Overall, the entire interval is below the value of 1. This would indicate that the turnovers variable is statistically significant. Turnovers are consistently harmful for teams when it comes to making the playoffs.
The main insight I gather from the model is that all 4 explanatory variables are very important and have massive impacts on the odds of a team making the playoffs. Increasing your offensive rebounds, your 2pt%, and your free throw attempts can all greatly improve your chances of making the playoffs. On the other hand, increasing your amount of turnovers can decrease your chances of making the playoffs.
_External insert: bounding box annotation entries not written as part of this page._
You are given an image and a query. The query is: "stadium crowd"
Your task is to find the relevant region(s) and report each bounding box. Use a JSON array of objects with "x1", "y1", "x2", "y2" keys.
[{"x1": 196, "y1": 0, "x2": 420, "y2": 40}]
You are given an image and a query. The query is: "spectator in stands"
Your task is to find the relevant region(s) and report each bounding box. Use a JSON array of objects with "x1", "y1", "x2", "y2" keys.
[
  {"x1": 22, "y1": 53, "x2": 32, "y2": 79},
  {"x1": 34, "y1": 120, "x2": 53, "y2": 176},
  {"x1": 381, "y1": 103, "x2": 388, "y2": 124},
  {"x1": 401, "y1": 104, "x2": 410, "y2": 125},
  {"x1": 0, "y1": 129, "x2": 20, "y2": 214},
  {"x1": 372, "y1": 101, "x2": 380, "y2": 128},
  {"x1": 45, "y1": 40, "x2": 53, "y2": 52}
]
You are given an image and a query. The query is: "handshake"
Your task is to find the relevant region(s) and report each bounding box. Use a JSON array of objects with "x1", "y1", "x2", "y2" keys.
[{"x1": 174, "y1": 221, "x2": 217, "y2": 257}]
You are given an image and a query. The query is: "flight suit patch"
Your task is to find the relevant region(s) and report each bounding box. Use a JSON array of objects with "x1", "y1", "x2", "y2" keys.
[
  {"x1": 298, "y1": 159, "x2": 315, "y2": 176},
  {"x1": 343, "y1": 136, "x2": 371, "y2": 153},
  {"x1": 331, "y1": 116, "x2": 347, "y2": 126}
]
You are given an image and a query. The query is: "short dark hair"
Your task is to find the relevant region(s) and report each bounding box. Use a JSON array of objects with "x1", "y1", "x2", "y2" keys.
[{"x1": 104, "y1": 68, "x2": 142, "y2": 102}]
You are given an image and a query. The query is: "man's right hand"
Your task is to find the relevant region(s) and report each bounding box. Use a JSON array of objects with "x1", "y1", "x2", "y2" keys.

This insight is significant because it tells us how valuable each possession is in addition to simply making shots. Since increasing offensive rebounds and reducing turnovers lead to having additional possessions we know that winning the possession battle in a game can be more important than how many shots you make. Some additional questions I might explore could be: Does 3pt% have a massive impact towards playoff prediction. Can teams offset their turnovers with additional offensive rebounding?